Selsouli’s sample was collected at a Diamond League meeting in Paris on July 6th and she has waived her right to the B analysis.
Selsouli has the right to request a hearing which would need to be held by the Moroccan Athletic Federation within the next three months.
Her suspension was confirmed in an official IAAF statement today.
The 28-year-old served a two-year ban from 2009-11 for a doping offence.

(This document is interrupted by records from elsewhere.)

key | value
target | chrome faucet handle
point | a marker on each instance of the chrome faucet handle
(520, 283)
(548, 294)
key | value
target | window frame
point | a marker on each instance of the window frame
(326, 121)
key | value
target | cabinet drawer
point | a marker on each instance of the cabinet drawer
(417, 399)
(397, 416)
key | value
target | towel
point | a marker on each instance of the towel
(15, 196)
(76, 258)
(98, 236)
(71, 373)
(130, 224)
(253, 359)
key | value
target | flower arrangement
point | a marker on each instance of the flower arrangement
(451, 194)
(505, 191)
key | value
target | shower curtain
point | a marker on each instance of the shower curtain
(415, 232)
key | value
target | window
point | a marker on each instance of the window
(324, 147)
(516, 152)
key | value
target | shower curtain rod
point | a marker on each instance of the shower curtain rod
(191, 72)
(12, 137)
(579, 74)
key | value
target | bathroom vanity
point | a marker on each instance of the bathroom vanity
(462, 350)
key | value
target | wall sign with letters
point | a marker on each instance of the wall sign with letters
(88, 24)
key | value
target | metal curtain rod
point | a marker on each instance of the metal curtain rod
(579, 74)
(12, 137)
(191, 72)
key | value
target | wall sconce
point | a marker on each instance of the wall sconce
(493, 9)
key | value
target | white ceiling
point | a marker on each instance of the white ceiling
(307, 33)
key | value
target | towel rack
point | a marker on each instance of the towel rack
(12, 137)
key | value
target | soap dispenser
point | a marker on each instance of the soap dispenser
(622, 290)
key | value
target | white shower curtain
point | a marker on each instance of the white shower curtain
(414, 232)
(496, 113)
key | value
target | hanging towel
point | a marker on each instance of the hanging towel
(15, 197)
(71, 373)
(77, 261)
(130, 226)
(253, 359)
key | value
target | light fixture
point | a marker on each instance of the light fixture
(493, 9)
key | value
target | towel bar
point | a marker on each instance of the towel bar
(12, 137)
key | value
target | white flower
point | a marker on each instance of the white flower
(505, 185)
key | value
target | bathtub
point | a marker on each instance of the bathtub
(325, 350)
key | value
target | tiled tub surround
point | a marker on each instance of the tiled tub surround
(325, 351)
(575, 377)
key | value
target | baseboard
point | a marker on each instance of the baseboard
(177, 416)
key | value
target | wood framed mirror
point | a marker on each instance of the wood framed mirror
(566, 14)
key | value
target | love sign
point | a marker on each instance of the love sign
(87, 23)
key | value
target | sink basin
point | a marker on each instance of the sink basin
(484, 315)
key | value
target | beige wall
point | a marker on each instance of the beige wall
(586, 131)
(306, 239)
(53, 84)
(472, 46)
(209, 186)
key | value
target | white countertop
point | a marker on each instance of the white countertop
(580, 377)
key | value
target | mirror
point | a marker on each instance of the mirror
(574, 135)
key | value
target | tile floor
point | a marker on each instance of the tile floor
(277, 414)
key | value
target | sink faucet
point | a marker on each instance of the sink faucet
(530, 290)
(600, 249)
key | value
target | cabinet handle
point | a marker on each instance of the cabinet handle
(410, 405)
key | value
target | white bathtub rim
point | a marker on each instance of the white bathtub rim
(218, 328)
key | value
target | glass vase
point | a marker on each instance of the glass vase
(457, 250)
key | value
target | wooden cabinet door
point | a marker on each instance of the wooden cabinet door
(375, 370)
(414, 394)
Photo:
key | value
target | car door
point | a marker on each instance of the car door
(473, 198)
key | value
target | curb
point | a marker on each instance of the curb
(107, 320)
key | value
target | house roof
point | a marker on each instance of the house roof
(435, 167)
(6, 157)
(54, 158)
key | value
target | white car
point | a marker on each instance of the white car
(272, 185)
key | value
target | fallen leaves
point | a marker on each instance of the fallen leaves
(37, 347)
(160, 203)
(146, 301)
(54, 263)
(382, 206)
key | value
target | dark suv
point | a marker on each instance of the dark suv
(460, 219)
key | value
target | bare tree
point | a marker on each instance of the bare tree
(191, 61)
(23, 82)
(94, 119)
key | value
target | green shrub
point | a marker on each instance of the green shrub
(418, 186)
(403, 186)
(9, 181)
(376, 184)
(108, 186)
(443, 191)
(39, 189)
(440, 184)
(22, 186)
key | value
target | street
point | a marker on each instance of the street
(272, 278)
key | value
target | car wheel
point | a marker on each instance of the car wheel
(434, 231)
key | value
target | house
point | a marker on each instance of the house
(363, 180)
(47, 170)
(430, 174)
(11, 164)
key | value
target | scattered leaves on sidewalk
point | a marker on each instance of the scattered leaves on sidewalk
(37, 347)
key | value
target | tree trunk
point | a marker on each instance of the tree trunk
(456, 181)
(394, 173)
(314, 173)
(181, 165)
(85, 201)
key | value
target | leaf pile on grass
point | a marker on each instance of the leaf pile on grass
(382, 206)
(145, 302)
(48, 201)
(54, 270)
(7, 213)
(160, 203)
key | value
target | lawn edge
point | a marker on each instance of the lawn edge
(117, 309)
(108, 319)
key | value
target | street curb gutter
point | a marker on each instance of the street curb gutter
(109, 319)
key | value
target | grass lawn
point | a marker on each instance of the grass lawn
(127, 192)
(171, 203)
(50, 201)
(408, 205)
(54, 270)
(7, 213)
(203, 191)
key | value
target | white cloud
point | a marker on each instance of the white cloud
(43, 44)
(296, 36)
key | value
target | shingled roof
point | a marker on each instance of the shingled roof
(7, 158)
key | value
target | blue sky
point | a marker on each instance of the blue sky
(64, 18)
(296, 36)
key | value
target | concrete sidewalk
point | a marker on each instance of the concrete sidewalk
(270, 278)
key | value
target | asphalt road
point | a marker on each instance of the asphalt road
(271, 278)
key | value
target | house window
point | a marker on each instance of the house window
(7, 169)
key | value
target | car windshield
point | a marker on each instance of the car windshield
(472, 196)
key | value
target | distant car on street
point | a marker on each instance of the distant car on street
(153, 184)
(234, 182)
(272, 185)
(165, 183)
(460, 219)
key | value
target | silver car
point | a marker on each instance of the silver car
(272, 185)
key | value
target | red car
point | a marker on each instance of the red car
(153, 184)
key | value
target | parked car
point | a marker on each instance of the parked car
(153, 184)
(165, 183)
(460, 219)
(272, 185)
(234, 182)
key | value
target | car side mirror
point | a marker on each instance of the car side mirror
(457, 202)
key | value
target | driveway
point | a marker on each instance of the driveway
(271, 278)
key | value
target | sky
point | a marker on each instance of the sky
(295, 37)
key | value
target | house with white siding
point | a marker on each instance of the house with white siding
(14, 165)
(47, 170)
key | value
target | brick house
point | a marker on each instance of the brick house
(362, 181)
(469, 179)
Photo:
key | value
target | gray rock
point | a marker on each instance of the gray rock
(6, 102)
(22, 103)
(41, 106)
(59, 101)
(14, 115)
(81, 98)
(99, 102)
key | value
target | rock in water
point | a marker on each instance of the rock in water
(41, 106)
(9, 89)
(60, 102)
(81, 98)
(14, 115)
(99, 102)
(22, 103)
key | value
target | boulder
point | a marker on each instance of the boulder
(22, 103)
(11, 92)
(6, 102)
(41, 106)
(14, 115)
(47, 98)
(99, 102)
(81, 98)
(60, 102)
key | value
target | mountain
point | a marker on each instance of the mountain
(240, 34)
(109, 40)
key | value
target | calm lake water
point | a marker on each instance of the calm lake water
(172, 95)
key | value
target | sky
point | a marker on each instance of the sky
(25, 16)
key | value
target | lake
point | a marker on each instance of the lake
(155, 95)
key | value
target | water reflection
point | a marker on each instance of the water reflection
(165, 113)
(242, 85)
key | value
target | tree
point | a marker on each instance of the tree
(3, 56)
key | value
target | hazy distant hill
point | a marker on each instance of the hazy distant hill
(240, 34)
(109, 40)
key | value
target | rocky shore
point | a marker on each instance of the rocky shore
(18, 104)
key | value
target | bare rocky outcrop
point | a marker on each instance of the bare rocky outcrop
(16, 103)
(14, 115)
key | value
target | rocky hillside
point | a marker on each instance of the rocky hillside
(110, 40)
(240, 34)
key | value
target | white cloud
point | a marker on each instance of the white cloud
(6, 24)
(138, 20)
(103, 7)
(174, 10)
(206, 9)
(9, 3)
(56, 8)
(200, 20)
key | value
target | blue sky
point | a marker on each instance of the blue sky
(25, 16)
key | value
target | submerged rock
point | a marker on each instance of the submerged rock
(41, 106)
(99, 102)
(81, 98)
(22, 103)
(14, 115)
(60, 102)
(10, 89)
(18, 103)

She ran a world-leading three minutes 56.15 seconds at the Diamond League meeting in Paris, the fastest time in the world since 2006, and won silver at the World Indoor Championships in Istanbul in March.
British marathon runner Paula Radcliffe was forthright in her opinion of Selsouli when the first reports of her positive test emerged earlier this week.
She Tweeted: “World 1500m leader(strike that off) Alaoui Selsouli(MAR) will miss Olympics as she’s tested positive at Paris DL. Good riddance,no surprise.”
The IAAF also confirmed nine further athletes have been sanctioned for doping offences.
Six - Morocco’s Abderrahim Goumri, Irini Kokkinariou from Greece, Turkey’s Meryem Erdogan, Russian Svetlana Klyuka and compatriots Nailiya Yulamanova and Yevgenina Zinurova received bans of between two and four years under the biological passport programme.
The biological passport involves measuring and monitoring an athlete’s blood variables over time to establish whether an athlete has been doping.
Bulgarian Inna Eftimova and Ukrainian pair Nataliya Tobias and Antonina Yefremova returned positive tests for synthetic Growth Hormone and synthetic testosterone respectively following re-analysis of their blood and urine samples collected at the World Championships in Daegu.
All three received two-year bans after admitting doping.
“Today’s announcements underline the IAAF’s continued and unwavering campaign against doping in Athletics,” said IAAF president Lamine Diack. “They demonstrate the IAAF’s commitment to use advanced methods to detect doping and to enforce increased sanctions when justified. We will not stint in our resolve to do everything in our power to eradicate cheating.”